There are reasons we stopped apprenticing doctors and nurses: those fields are now far too complex. For a century, it has not been possible for a practicing doctor to teach all the knowledge and skills needed to be a modern doctor or nurse, from a local hospital. Modern medical training requires microbiology teachers and microbiology labs at medical schools, as well as biochemists, epidemiologists, medical law experts, anatomists, physiologists, pharmacologists, and all of their lab experiences.

The same holds true for training a biology teacher. A high school biology teacher does not have any more time or ability to train a rookie teacher than a modern physician has time or skill to train a new doctor from scratch. Veteran teachers do have an important role in verifying a student teacher's skills, just as medical supervisors have a role in supervising interns at a teaching hospital. But no advanced country would ever consider throwing out the whole modern medical curriculum. Any country that reverts to such shallow training of secondary teachers also turns back the clock in the education of their next generation.

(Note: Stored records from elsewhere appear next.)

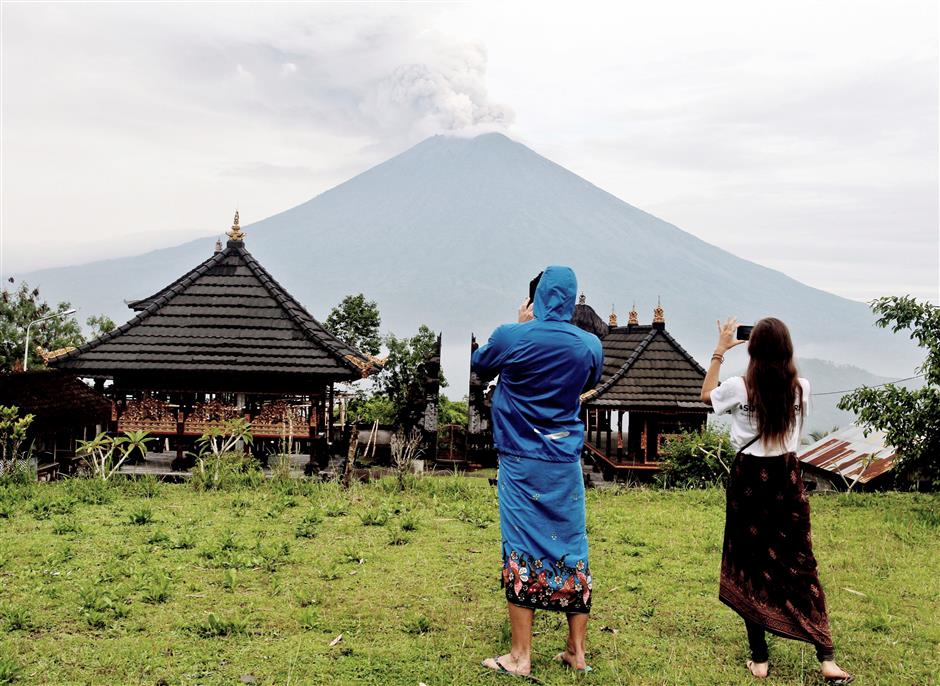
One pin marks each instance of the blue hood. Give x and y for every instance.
(544, 365)
(556, 294)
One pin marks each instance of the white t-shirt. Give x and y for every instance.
(731, 397)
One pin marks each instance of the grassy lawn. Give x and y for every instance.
(146, 583)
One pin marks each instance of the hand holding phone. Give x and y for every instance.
(533, 285)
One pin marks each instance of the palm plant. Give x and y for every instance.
(105, 454)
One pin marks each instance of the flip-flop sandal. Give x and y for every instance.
(501, 669)
(750, 663)
(567, 665)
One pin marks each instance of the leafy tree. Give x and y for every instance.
(105, 454)
(403, 374)
(100, 324)
(355, 321)
(13, 433)
(18, 308)
(910, 419)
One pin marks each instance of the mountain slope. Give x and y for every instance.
(449, 233)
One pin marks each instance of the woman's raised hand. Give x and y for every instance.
(727, 335)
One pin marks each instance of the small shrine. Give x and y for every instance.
(223, 341)
(650, 388)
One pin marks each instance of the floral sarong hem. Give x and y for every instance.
(541, 585)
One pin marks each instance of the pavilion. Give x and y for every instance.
(225, 340)
(650, 381)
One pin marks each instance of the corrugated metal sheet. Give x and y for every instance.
(847, 452)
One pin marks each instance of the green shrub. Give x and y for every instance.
(158, 537)
(66, 526)
(156, 589)
(185, 541)
(696, 459)
(10, 671)
(417, 625)
(45, 506)
(90, 491)
(141, 516)
(308, 618)
(226, 471)
(308, 525)
(409, 523)
(374, 517)
(337, 507)
(147, 486)
(399, 539)
(14, 618)
(215, 626)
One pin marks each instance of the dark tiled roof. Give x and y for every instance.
(57, 399)
(228, 315)
(646, 368)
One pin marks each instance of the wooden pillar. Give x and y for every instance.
(652, 451)
(619, 435)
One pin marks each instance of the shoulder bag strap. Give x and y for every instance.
(749, 444)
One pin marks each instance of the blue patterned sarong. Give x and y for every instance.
(544, 535)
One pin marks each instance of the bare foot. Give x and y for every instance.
(831, 671)
(760, 670)
(573, 660)
(508, 663)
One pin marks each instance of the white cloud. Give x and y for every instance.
(766, 128)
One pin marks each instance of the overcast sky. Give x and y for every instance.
(800, 135)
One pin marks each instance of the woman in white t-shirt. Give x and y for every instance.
(768, 571)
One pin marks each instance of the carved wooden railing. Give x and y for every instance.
(148, 414)
(279, 419)
(207, 415)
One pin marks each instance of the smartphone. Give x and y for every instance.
(533, 284)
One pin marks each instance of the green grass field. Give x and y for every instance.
(145, 583)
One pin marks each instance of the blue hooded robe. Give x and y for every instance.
(544, 365)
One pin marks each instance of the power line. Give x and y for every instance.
(887, 383)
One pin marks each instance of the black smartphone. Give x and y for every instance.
(533, 284)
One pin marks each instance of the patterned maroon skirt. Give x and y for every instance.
(768, 571)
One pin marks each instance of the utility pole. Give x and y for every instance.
(54, 315)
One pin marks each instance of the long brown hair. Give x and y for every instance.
(772, 381)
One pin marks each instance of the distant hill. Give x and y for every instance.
(449, 232)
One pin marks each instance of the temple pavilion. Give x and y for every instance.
(650, 388)
(223, 341)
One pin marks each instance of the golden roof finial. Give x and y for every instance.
(659, 315)
(235, 233)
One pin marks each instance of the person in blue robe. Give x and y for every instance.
(544, 364)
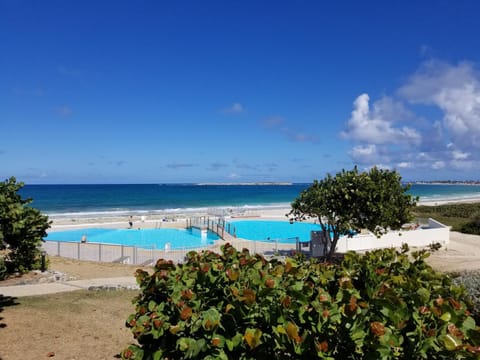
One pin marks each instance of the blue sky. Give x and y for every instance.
(237, 91)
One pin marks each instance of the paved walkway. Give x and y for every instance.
(57, 287)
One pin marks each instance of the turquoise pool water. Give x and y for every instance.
(144, 238)
(282, 231)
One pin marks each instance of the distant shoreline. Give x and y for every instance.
(474, 183)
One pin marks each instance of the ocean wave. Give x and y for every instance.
(216, 210)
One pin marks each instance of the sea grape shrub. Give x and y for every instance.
(470, 280)
(386, 304)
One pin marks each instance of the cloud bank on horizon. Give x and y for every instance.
(432, 121)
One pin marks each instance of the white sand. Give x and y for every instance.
(462, 253)
(160, 220)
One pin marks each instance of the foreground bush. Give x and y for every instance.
(383, 305)
(22, 228)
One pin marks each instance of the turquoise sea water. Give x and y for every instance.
(99, 200)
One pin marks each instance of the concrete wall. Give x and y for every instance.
(420, 237)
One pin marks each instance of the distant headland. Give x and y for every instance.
(247, 184)
(447, 182)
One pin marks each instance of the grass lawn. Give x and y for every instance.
(77, 325)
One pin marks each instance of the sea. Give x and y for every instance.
(142, 199)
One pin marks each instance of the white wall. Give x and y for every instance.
(421, 237)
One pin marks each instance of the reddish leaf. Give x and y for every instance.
(377, 328)
(186, 313)
(292, 332)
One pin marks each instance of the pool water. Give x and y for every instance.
(144, 238)
(282, 231)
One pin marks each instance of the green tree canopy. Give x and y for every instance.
(350, 201)
(22, 227)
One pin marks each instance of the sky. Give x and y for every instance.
(237, 91)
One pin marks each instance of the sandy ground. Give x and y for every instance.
(91, 324)
(461, 254)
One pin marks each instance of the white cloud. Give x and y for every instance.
(378, 126)
(64, 111)
(404, 165)
(437, 165)
(278, 124)
(456, 91)
(442, 135)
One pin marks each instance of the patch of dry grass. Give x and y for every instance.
(76, 325)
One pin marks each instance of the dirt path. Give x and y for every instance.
(461, 254)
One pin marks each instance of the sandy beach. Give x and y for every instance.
(462, 253)
(165, 220)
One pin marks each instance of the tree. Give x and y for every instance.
(22, 227)
(350, 201)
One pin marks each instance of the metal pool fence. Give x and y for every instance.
(141, 256)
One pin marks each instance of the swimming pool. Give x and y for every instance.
(143, 238)
(263, 230)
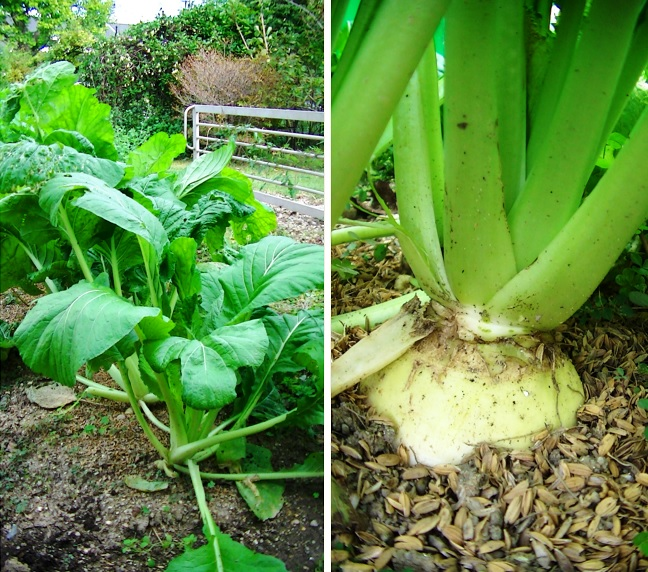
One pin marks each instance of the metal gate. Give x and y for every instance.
(277, 148)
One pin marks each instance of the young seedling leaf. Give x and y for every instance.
(245, 228)
(140, 484)
(157, 154)
(116, 207)
(265, 498)
(185, 276)
(65, 330)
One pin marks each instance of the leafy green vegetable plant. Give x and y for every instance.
(116, 246)
(490, 180)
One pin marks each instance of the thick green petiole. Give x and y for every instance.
(391, 46)
(562, 164)
(65, 221)
(476, 228)
(566, 273)
(418, 164)
(187, 451)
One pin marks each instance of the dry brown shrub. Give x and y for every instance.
(209, 77)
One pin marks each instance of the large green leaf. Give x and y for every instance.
(77, 109)
(106, 203)
(234, 556)
(39, 92)
(274, 269)
(28, 164)
(204, 168)
(207, 381)
(21, 215)
(23, 226)
(65, 330)
(69, 138)
(240, 345)
(157, 154)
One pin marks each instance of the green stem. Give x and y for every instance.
(418, 164)
(545, 94)
(361, 232)
(190, 449)
(565, 155)
(476, 226)
(75, 244)
(152, 418)
(635, 63)
(511, 97)
(99, 390)
(205, 514)
(114, 262)
(37, 263)
(361, 106)
(149, 267)
(161, 449)
(566, 273)
(199, 457)
(176, 414)
(369, 318)
(277, 476)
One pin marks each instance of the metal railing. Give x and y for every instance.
(270, 148)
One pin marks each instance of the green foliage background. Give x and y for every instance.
(133, 72)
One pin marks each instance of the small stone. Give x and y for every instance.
(15, 565)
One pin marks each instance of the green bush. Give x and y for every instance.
(134, 72)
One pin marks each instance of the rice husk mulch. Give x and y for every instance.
(572, 503)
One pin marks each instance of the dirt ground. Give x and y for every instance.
(574, 503)
(64, 505)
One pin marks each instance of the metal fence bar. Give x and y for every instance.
(197, 140)
(269, 131)
(283, 167)
(259, 146)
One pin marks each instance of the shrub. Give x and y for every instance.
(213, 78)
(142, 65)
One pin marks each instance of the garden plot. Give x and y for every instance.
(65, 505)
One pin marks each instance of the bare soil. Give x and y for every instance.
(64, 505)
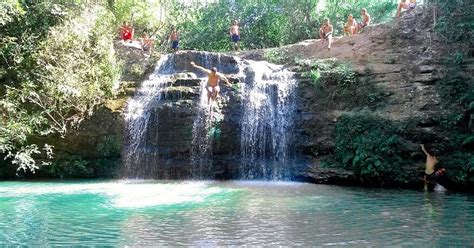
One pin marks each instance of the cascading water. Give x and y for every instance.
(171, 128)
(201, 150)
(138, 116)
(266, 125)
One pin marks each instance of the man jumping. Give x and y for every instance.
(212, 86)
(431, 174)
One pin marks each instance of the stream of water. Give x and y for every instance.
(206, 213)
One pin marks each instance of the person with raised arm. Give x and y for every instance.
(431, 174)
(235, 35)
(366, 19)
(212, 86)
(325, 32)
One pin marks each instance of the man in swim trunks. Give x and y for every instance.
(431, 175)
(212, 86)
(325, 32)
(235, 35)
(147, 43)
(174, 38)
(405, 5)
(351, 26)
(365, 20)
(127, 32)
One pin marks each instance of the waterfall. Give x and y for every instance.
(139, 113)
(201, 148)
(173, 133)
(267, 121)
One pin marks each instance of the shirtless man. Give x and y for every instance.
(212, 86)
(235, 35)
(325, 32)
(174, 38)
(351, 26)
(430, 173)
(405, 5)
(147, 43)
(365, 20)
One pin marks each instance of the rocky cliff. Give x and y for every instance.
(395, 73)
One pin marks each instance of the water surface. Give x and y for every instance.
(196, 213)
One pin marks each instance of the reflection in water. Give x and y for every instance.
(144, 213)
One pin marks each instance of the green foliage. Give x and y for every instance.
(58, 64)
(275, 55)
(70, 167)
(454, 20)
(371, 147)
(334, 81)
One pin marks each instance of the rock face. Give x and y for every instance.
(402, 60)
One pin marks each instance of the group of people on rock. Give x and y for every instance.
(352, 27)
(127, 32)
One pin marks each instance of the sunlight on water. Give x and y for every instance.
(124, 194)
(233, 213)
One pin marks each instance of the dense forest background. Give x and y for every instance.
(57, 62)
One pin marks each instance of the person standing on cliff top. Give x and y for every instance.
(235, 35)
(431, 174)
(351, 26)
(325, 32)
(365, 20)
(174, 39)
(212, 86)
(405, 5)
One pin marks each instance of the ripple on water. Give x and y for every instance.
(149, 213)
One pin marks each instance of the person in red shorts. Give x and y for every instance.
(127, 32)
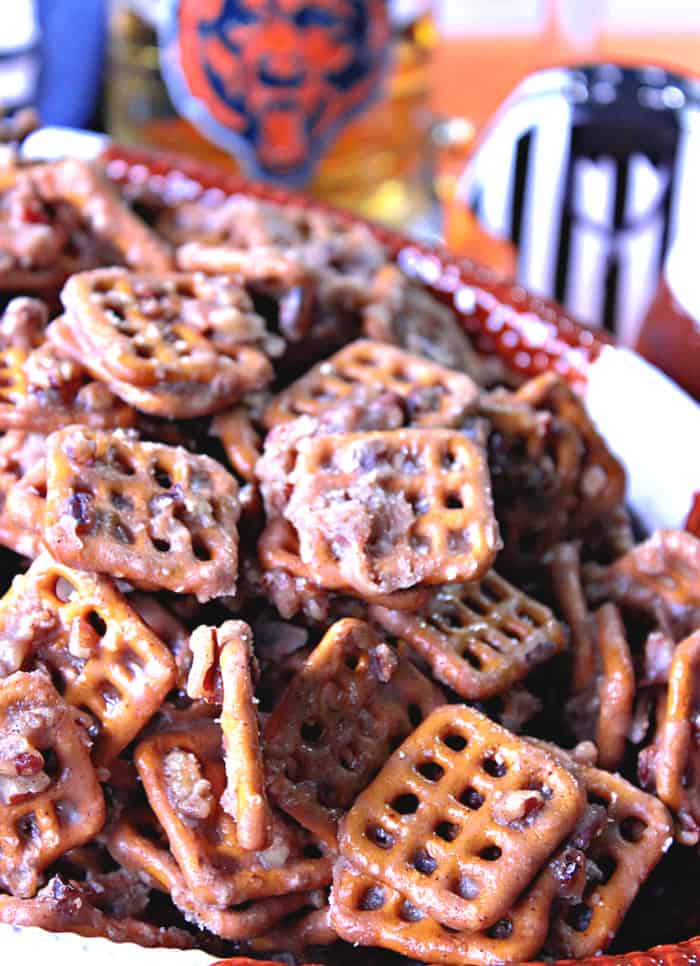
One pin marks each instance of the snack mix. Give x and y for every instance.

Well-meaning proponents often point to non-teacher degree holders who would need to take another two or three years of methods courses under some methods-laden 5-year college programs. But the proposed grow-your-own "solution" not only dumps education coursework, but also the content preparation. Kansas cannot afford to place undertrained teachers in Kansas classrooms using an 1800s master-apprentice system.

John Richard Schrock

Emporia

Schrock trains teachers and lives in Emporia.